The Denver Post from Colorado. “In an attempt to create bidding wars, banks are giving real-estate agents permission to list foreclosed homes at less than market value.”

“‘The mentality of my clients is everybody’s shopping for a deal,’ said Jon Terry, broker in Golden. ‘There’s a perception that if they buy a bank-owned property or a short sale, they’re going to get a deal.’”

“‘The biggest fear is when people can’t afford to buy homes, period, so they pull out of the marketplace and it drives all the under-contract numbers and sold prices down,’ said Mike Cox, a broker who compiles a monthly report based on statistics from the MLS.”

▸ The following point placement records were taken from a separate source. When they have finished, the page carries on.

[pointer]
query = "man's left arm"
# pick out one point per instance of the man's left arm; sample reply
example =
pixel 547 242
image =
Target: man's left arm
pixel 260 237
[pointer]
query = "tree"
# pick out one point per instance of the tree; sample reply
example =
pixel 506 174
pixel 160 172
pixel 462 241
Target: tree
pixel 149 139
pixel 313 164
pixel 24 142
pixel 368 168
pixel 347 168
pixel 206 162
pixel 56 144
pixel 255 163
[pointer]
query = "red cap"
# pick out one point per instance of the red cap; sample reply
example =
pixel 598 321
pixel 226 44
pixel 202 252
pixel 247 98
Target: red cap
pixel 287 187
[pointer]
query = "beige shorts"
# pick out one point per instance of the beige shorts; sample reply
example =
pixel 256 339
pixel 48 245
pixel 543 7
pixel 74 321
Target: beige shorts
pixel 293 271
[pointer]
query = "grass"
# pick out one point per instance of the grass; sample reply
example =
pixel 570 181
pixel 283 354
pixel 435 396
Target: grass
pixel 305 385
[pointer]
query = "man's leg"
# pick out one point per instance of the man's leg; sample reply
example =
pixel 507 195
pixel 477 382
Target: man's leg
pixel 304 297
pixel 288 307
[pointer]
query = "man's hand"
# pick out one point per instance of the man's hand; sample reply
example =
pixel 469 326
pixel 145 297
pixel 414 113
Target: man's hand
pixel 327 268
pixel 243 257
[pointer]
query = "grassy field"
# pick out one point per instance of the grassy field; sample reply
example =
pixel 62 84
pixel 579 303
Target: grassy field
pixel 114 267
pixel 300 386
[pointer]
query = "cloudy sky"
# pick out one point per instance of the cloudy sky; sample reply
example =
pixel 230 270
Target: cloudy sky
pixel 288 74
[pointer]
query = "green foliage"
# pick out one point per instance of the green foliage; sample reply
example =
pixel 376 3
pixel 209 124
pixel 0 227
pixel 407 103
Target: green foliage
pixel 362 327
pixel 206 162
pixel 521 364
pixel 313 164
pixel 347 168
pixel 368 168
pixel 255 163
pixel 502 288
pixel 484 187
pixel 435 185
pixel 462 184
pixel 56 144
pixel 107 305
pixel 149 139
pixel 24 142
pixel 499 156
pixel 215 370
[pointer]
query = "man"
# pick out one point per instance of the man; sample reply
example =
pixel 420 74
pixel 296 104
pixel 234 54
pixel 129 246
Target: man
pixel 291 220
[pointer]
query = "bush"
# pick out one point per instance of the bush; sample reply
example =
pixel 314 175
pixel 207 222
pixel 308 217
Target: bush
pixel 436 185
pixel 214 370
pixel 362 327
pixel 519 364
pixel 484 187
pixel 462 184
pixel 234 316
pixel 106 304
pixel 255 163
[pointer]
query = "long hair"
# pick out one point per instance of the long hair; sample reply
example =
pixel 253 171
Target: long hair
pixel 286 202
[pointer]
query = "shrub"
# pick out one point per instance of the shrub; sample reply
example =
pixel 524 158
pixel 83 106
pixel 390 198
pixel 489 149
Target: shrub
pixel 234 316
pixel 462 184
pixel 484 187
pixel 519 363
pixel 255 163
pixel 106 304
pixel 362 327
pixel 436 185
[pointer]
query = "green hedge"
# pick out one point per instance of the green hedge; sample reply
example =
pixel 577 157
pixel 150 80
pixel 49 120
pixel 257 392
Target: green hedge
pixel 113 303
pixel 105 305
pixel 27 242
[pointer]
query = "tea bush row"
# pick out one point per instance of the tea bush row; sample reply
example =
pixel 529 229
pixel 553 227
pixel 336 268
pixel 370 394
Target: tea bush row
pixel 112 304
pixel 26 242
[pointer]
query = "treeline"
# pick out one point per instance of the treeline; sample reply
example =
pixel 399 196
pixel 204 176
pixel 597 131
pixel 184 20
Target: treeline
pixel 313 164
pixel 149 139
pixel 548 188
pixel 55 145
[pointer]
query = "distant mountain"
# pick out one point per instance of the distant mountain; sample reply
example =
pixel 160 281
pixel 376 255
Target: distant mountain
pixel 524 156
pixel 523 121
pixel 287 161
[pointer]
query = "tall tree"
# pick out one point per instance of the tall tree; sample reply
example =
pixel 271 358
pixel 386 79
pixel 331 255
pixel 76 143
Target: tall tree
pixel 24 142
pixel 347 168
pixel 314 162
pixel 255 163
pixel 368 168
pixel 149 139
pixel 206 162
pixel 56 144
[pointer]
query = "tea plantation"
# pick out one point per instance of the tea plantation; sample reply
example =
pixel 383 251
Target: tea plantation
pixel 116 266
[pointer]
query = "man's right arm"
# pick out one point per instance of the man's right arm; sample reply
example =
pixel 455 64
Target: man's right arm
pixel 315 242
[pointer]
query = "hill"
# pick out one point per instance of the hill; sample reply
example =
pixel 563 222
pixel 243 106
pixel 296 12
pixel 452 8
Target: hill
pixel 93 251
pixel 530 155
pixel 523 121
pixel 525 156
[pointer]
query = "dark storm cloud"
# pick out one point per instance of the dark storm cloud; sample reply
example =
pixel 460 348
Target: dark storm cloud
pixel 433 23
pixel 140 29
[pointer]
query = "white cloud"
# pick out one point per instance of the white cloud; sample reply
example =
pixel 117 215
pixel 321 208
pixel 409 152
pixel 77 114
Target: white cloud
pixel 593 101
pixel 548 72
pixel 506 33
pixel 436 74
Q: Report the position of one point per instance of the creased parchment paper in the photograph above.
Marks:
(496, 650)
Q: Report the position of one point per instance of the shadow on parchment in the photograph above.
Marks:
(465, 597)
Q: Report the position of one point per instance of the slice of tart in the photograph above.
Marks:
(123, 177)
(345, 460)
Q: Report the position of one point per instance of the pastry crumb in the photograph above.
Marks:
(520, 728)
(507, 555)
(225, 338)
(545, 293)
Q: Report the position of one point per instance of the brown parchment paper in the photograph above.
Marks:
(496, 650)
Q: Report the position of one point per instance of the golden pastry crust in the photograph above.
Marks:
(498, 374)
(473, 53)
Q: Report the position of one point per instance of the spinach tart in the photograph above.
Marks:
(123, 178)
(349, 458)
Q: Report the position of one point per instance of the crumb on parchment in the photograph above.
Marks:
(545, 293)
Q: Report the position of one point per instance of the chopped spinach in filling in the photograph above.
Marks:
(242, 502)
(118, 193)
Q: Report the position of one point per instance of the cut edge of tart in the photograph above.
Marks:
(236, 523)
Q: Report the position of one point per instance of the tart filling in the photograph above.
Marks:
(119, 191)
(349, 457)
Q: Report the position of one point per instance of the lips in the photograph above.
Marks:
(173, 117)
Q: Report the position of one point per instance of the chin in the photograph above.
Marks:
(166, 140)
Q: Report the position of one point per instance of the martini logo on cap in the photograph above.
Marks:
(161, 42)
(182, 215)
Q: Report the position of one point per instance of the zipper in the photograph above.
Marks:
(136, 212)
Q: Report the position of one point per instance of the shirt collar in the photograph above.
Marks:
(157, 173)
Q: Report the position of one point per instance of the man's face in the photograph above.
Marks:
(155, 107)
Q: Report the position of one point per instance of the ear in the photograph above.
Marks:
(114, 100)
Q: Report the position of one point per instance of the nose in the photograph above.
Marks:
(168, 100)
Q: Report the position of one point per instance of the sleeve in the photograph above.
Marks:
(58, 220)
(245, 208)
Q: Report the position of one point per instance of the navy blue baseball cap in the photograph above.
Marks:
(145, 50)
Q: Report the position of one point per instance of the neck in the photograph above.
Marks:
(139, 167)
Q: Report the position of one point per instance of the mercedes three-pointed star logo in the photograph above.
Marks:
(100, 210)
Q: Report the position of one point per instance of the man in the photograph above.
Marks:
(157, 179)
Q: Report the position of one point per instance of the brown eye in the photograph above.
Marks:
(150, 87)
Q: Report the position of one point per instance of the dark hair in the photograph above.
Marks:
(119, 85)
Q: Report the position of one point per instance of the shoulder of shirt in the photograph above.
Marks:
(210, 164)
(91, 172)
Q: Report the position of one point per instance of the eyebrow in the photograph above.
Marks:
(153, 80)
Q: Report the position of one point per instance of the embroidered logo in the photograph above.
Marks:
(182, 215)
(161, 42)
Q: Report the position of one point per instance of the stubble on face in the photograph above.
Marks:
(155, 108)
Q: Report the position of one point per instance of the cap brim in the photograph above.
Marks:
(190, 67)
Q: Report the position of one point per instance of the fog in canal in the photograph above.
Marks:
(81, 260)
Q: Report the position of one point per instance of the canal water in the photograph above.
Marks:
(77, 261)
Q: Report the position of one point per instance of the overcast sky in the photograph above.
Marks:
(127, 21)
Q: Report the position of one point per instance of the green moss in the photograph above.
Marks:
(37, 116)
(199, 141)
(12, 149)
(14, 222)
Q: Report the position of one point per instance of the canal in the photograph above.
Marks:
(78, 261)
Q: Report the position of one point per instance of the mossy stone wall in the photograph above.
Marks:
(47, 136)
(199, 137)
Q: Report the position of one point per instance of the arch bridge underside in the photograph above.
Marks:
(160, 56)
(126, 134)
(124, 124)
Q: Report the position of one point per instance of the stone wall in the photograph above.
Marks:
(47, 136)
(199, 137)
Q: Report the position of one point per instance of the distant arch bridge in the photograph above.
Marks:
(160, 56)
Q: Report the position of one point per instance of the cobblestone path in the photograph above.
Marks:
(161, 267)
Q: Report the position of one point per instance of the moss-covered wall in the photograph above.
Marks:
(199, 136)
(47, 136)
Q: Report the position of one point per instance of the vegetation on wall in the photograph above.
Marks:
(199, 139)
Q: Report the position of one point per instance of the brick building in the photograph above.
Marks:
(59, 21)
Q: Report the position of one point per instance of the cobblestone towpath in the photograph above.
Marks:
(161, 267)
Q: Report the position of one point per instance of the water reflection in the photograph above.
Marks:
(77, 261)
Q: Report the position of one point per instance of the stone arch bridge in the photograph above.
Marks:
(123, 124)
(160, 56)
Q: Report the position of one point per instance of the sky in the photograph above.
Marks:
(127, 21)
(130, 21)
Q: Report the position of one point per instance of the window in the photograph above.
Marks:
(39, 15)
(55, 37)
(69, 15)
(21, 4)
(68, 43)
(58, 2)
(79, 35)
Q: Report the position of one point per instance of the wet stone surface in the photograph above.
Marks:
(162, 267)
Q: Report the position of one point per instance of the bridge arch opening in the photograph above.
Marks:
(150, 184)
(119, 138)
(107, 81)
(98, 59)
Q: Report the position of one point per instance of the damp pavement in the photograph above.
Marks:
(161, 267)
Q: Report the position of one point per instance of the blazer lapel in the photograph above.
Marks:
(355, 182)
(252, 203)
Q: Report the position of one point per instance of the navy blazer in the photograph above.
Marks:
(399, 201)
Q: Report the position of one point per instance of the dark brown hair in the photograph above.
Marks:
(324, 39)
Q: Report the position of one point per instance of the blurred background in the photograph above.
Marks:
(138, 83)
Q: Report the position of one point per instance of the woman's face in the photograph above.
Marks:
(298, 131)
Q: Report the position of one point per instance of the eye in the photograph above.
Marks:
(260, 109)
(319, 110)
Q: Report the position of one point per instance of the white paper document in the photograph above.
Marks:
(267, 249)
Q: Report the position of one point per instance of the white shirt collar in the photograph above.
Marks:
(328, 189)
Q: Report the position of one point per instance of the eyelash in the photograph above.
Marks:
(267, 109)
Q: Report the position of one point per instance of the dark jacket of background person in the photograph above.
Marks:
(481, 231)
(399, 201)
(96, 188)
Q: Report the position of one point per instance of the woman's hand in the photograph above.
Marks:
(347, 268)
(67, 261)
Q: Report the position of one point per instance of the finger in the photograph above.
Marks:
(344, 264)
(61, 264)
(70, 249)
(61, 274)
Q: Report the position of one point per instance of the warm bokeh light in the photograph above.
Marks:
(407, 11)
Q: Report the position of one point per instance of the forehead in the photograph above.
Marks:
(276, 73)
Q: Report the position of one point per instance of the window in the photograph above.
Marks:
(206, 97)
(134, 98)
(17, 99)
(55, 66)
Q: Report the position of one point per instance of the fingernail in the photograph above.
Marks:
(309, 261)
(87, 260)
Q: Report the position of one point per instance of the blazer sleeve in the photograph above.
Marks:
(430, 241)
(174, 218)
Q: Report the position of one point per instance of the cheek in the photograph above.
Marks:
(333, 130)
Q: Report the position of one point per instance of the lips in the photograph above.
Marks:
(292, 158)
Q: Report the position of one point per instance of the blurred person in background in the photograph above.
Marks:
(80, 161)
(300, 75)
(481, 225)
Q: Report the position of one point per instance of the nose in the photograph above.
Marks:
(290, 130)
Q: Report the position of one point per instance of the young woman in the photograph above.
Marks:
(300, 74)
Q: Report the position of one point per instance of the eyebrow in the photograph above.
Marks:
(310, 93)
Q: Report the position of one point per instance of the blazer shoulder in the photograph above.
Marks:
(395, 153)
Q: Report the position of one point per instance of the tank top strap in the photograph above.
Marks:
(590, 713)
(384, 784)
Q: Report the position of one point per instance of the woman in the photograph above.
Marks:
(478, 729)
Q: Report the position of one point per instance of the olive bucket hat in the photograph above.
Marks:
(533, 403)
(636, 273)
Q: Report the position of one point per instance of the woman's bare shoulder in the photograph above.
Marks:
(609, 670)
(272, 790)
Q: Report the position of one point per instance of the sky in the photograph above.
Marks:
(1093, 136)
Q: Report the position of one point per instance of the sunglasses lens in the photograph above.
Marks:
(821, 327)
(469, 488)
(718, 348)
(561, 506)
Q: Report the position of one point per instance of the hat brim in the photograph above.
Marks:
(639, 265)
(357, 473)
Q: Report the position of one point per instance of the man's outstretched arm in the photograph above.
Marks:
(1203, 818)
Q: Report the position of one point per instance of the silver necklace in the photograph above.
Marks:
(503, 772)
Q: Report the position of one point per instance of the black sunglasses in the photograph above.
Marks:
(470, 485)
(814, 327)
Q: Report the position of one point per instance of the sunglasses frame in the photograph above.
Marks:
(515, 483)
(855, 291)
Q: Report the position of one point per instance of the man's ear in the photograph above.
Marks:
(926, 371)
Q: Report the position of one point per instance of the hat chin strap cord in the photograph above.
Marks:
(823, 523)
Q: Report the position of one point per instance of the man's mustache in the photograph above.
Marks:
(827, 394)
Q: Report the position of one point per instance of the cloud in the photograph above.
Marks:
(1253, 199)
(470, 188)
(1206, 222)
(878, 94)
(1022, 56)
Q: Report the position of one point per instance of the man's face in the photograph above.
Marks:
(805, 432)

From KTAR.com in Arizona. “In just eight years, the city of Maricopa, Ariz., sprang from the desert almost spontaneously. Maricopa was built so quickly that it does not have a hospital or a movie theater. The only restaurants are chains such as Taco Bell and Panda Express.”

“Still, this was the place where young people and first-timers could live the dream of owning a home. But, today, with many front yards overgrown by weeds, decorated with ‘Short Sale’ and ‘Bank Owned’ real estate signs, Maricopa has been described by some real estate analysts as the poster child for excess in the housing market.”

“Back in 2005, ‘If I listed a home, I would have two or three offers on it within the same day,’ real estate broker Susan Abdallah said.”

“But on a recent day she showed a home, which originally sold for $225,000, that had been re-possessed by the bank. After reducing the price to $105,000, she still had no offers and was preparing to put the house up for auction. Abdallah has 60 bank-owned properties to sell.”

“As many as one in 10 houses in Maricopa are for sale, even while new houses continue to be built. Homeowners, banks and builders all are competing to sell at ever-lower prices.”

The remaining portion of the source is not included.